“I’m assuming,” Amber said, “that you didn’t care about any of the normal tows, drunk driving, that sort of thing. Only the unoccupied tows?”
“Good guess.”
She tapped the closest stack. “These are tows that were claimed by the registered owners. And these,” she said, tapping the second stack, “are for tows that the ROs didn’t claim. Not as many, but if you’re dealing with a dead registered owner, might explain why they didn’t claim their cars?”
“Certainly one explanation.” Sydney took the first stack, looking them over. “Don’t suppose any of them are actually linked to a missing person?”
“One actually, but to a man, and I thought you were interested in missing women.”
“At this point, I’ll take anything suspicious.”
Amber dug the report off the bottom of the first stack. “Originally it was entered as stolen. I remember it, because the girl came in and gave some convoluted story about people following her boyfriend. One of those truly paranoid types, government plots, tinfoil, the works, but the real story was that she was pissed off because her boyfriend borrowed the car, and he hasn’t been seen since. She reported it stolen, but it had really been towed. Boyfriend’s still missing, though. As whacked as she was, I’d hazard a bet he took off on purpose.”
“Probably nothing, but I’ll check it out.”
“This one, however,” Amber said, removing another report, “was towed a few days ago not two blocks from the Smithsonian. Figured since you were asking about that particular locale, it might fit.”
Syd eyed the car’s description, a Ford Tempo, then the registered owner, a young woman who lived about ten minutes from the Smithsonian. She thanked Amber, took the reports, and after a quick stop at the ladies’ room, headed there first.
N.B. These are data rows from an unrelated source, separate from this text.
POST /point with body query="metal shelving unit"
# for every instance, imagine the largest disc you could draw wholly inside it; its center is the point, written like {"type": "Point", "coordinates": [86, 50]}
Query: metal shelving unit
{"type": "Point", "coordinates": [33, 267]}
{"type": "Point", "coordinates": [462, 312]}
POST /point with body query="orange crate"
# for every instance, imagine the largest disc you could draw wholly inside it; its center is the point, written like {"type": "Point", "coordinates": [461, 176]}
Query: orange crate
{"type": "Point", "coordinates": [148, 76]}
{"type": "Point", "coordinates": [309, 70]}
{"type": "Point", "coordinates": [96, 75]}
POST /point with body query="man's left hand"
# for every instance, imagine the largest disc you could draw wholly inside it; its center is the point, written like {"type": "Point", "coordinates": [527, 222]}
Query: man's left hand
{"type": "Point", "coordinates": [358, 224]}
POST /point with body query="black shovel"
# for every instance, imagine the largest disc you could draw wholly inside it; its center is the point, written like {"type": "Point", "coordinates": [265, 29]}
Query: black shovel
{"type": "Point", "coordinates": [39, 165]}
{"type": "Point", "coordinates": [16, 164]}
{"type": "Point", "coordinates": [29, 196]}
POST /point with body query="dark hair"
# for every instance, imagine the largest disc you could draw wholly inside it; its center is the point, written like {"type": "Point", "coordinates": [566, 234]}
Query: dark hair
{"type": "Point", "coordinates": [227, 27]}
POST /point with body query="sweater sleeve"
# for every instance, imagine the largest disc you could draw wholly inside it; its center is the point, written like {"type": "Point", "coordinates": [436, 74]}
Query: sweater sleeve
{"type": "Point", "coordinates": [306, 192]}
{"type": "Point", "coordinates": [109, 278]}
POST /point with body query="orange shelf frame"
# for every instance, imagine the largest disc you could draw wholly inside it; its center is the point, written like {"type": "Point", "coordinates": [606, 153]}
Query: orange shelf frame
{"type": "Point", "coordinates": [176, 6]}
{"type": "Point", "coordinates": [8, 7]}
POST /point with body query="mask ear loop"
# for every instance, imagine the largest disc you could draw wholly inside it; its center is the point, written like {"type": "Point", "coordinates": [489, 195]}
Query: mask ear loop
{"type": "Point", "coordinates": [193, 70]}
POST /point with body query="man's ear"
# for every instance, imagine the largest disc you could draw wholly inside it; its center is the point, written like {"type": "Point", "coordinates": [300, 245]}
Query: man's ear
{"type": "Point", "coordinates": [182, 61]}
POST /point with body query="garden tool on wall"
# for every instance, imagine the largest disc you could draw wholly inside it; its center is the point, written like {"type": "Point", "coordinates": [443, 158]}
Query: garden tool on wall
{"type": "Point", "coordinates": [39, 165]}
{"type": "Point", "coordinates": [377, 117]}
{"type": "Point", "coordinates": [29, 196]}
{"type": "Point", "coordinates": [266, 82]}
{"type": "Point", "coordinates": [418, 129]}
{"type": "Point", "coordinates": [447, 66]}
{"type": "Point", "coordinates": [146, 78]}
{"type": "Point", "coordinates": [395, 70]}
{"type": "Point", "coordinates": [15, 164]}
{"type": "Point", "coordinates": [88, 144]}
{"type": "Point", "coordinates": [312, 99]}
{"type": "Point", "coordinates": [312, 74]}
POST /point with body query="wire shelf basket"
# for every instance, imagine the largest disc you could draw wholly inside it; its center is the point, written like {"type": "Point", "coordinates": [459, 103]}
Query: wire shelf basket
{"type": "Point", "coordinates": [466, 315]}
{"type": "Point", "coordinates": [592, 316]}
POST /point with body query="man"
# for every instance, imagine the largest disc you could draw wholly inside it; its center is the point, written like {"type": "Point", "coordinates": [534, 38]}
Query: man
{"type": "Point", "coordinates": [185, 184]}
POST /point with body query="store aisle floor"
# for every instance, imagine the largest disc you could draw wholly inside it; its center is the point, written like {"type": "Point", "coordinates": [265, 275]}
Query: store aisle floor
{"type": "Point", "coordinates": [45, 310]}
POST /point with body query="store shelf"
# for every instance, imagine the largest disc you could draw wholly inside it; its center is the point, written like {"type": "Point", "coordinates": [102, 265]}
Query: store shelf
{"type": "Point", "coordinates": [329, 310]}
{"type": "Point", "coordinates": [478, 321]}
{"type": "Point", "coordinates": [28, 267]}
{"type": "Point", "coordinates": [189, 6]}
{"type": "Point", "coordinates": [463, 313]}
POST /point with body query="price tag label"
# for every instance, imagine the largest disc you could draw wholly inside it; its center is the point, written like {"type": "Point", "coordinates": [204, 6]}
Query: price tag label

A dead end. The car was towed due to “No Parking” signs erected for some road construction, something the owner hadn’t caught because she had been out of town on a business trip. The next several on Syd’s list were similar, and the owners present and accounted for. It was dark out now, and she was getting hungry. She looked at the other registered owners, eyeing the tow sheet from the so-called whack job Amber had told her about, a young woman named Penny Dearborn.
Everything about the tow was wrong. From the location, the farthest from the Smithsonian in comparison to all the other cases, and an ex-boyfriend missing, when Syd needed a woman missing. What it did have going for it was that it was somewhat closer to Scotty’s apartment, which meant she could swing by, talk to the woman, then wait for Scotty to get back, since she was starved and had no intention of eating peanut butter for dinner.
Penny Dearborn’s apartment was dark, at least the upstairs windows. The two downstairs windows were boarded over, and she wondered if anyone still lived there. Sydney parked Scotty’s Jeep about two doors down, then walked up the well-lit street. She kept to one side of the front door, knocked, and looked up at the darkened window upstairs. A few moments later, Sydney heard what sounded like footsteps descending an interior staircase, and then the door opened, revealing a tall, thin blond woman with a gaunt face.
Sydney held open her credentials. “Special Agent Fitzpatrick, FBI. Are you Penny Dearborn?”
The woman glanced up and down the street before looking at Sydney, then nodding. “Yeah, why?”
“I have a few questions about your car being towed, and the missing person’s report on your boyfriend, Xavier Caldwell.”
Penny gave a cynical smile. “Not so paranoid, am I?”
Syd figured that remained to be seen. “Do you mind if I come in?”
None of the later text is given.